2

I have converted a string which has foreign character - 晝 to byte array. Byte array can store values between -128 to 127, so corresponding value has been stored as 3 bytes ---> -26,-103,-99.

Here's the conversion code:

String str = "晝"; 
byte[] b = str.getBytes(); 

for(byte bt : b) 
    System.out.println(bt); 

String str1 = new String(b);
System.out.println(str1);

Can you please clarify how this 3 bytes has been calculated for the foreign character

hyde
  • 50,653
  • 19
  • 110
  • 158
Senthil
  • 35
  • 1
  • 4
  • 1
    How did you converted your String? [This](https://docs.oracle.com/javase/tutorial/i18n/text/string.html) would help – SMA Dec 27 '15 at 07:28
  • {String str = "晝"; byte[] b = str.getBytes(); for(byte bt : b) System.out.println(bt); String str1 = new String(b); System.out.println(str1);} – Senthil Dec 27 '15 at 09:44
  • Possible duplicate of [How does UTF-8 "variable-width encoding" work?](http://stackoverflow.com/questions/1543613/how-does-utf-8-variable-width-encoding-work) – Joe Dec 30 '15 at 14:50

2 Answers2

3

晝 is U+665D. It looks like when you converted it, you converted it to UTF-8. UTF-8 is a variable length encoding of Unicode characters. Characters in [U+0800, U+FFFF] are converted to 3 bytes.

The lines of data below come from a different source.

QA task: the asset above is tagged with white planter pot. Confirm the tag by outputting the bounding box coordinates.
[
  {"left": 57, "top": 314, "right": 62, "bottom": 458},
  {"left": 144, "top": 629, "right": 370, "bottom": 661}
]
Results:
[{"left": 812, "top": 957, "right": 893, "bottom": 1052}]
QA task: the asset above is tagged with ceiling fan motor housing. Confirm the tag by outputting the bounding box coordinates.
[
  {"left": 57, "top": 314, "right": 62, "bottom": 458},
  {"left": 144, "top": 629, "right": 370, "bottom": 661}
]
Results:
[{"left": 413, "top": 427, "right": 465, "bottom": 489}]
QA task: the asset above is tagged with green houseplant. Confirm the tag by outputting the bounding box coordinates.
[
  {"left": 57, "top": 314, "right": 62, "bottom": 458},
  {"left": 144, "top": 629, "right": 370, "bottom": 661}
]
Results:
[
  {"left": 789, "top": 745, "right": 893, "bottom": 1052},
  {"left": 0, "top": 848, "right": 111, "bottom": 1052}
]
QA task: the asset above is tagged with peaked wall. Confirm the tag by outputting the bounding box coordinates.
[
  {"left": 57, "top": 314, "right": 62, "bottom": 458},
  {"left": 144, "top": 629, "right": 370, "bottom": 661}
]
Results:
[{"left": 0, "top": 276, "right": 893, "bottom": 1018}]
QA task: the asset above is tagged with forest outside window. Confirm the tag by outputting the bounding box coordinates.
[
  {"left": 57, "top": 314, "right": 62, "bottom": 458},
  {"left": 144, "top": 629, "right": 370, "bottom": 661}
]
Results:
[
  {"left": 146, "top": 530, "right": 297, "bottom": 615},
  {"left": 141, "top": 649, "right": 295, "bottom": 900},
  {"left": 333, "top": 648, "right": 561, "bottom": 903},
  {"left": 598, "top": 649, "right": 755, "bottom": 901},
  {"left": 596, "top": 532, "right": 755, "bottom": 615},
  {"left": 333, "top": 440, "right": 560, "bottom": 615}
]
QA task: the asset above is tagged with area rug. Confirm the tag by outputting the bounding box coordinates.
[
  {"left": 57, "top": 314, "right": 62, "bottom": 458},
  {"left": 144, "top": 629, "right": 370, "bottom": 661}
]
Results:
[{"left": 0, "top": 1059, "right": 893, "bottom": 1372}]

According to this converter, U+665D is E6 99 9D in UTF-8 (in hex, 230 153 157 in decimal, which will be needed in a bit). Because a byte is -128 to 127, values larger than 127 are displayed as the number less 256, so as bytes, 230 153 157 is 230-256 153-256 157-256, or -26 -103 -99, which is what you're seeing.

blm
  • 2,145
  • 2
  • 16
  • 21
1

All conversions from characters to bytes uses some character set do do the encoding.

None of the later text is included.